A man prepares to refuel a helicopter operated by UTair, which is well placed to take advantage of state largesse.

Faced with an underdeveloped road and rail network that is expensive to build and maintain, the government is betting on regional aviation to link Russia's far-flung destinations with big cities, once a common practice in the Soviet Union.

Prime Minister Dmitry Medvedev has ordered the government to review by the month's end airlines' demand for aircraft with up to 72 seats passenger capacity in order to determine customs duties on imported models.

The government is considering eliminating duties for planes in this category to make their purchase more attractive for airlines but has not yet made a decision.

Also, the authorities were instructed to come up with possible sources of additional financing for the development of regional aviation by Feb. 18, a notice published on the government site said Wednesday.

"The goal is to increase the mobility of our people by 40 percent in the short term," Medvedev said at a meeting on regional aviation earlier this year, a video of which was published in his blog. "Despite financial difficulties the government's support of regional air transportation is growing every year," he added.

Currently, the government subsidizes regional air service between the Far East and Kaliningrad and Russia's central regions, partly reimburses leasing payments for airplanes, and subsidizes small airports.

This year alone, the federal budget plans to allocate a total of over 12 billion rubles ($367 million) for these needs, the prime minister said.
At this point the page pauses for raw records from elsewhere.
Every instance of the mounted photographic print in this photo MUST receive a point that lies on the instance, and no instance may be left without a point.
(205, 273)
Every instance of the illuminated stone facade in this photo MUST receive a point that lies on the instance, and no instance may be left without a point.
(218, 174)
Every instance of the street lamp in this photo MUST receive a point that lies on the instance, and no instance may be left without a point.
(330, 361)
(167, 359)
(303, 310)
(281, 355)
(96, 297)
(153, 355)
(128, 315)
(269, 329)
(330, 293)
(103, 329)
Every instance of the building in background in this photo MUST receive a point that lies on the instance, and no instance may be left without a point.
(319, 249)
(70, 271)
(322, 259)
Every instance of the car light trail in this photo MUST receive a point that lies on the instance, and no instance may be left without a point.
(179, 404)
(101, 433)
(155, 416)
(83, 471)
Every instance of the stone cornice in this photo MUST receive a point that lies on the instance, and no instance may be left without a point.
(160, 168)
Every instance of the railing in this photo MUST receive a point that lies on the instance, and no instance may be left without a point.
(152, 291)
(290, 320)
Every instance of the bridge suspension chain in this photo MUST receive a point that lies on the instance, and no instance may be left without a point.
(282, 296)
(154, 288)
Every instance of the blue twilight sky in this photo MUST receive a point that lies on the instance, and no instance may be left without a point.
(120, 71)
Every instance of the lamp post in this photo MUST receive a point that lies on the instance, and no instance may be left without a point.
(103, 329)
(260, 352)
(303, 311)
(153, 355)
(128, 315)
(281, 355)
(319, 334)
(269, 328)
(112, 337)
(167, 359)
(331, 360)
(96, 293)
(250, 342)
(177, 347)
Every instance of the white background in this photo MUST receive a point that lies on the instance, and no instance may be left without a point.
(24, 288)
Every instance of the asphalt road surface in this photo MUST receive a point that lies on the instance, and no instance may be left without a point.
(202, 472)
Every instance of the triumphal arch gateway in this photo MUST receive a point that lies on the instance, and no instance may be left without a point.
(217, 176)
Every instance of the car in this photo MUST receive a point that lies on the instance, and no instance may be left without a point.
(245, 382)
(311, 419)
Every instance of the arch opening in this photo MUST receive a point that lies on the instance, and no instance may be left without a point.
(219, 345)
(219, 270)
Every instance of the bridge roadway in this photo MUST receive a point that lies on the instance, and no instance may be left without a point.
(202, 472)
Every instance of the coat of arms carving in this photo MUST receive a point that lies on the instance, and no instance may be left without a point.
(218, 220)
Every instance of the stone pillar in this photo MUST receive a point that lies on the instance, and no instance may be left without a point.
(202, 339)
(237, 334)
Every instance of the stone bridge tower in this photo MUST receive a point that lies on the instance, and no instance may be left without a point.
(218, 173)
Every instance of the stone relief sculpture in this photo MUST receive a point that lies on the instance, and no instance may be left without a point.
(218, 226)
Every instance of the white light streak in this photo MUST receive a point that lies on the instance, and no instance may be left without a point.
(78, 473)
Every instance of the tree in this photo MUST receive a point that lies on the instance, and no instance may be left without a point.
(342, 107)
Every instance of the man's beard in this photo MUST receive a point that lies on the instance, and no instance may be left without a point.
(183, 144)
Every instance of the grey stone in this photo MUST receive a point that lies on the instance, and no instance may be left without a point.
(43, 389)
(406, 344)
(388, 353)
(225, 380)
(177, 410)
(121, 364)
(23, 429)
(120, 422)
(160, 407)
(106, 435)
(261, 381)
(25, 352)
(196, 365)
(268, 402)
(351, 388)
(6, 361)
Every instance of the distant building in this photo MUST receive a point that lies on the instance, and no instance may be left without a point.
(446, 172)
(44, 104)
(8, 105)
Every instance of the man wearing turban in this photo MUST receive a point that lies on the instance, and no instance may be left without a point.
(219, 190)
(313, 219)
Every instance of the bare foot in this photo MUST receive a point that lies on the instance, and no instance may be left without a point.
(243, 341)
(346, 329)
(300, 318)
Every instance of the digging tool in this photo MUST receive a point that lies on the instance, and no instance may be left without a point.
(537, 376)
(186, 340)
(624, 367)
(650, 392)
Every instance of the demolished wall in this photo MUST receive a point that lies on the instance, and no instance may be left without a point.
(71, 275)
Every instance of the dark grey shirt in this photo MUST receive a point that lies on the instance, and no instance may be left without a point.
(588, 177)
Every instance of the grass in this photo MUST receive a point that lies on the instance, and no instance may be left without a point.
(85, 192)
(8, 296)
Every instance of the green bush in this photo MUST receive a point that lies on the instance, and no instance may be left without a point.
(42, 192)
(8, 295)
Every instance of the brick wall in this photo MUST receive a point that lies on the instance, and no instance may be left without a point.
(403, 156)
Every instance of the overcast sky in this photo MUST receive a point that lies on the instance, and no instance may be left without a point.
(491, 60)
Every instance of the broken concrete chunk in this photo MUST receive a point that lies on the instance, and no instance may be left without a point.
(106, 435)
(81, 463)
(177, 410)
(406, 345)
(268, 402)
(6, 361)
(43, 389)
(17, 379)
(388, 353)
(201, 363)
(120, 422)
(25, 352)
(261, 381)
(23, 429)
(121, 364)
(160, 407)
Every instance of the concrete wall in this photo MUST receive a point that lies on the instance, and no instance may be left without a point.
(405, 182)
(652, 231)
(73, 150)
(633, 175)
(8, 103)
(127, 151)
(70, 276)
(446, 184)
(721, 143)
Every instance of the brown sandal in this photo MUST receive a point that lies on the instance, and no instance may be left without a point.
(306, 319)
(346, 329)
Although interregional air traffic volumes were growing a mere 3 to 4 percent in recent years, they grew by over 16 percent in the first 9 months of this year, he said.

Growth of passenger volumes has resulted in increased profits for the airlines.

"Aeroflot is successfully integrating its regional airline acquisitions: two out of four regional carriers achieved operating profit 19 months after acquisition," a report by Rye, Man & Gore Securities said.

In November 2011, Aeroflot purchased five state-owned domestic carriers, Vladivostokavia, Sаkhalinskiye aviatrassy (SAT), Rossiya, Orenair. At the time, it also purchased Saratov Airlines, which it sold later that year.

The national carrier's launch of low-cost subsidiary Dobrolet in May next year will tap the huge potential of this market niche in Russia, the report said.

Another big player on the regional air market is UTair and the company also sees good opportunities there.

However, in order to develop aviation that would connect far-flung small cities, it needs a specific type of plane — with 15 to 16 seat capacity — and airports that would be prepared to take them, said Elena Galanova, a spokesman for the airline.

"Also, the service requires the right marketing promotion. People should be once again convinced that flying short distance is better than taking a train or a bus," she added.

One widely discussed problem for the whole aviation sector in Russia is a shortage of qualified pilots.

The Economic Development Ministry earlier proposed to allow Russian airlines to collectively hire up to 200 foreign pilots per year through 2018 to compensate for the lack of pilots at home.

And according to news reports, Aeroflot was prepared to single-handedly consume the quota.

"A shortage of pilots is a myth. The industry has about 400 unemployed domestic pilots, sometimes there are 7 people ready to take one job," said Miroslav Boichuk, president of Russia's Cockpit Personnel Association.

Many of them are experienced pilots, he said, and can be retrained to fly regional jets, including foreign-made planes.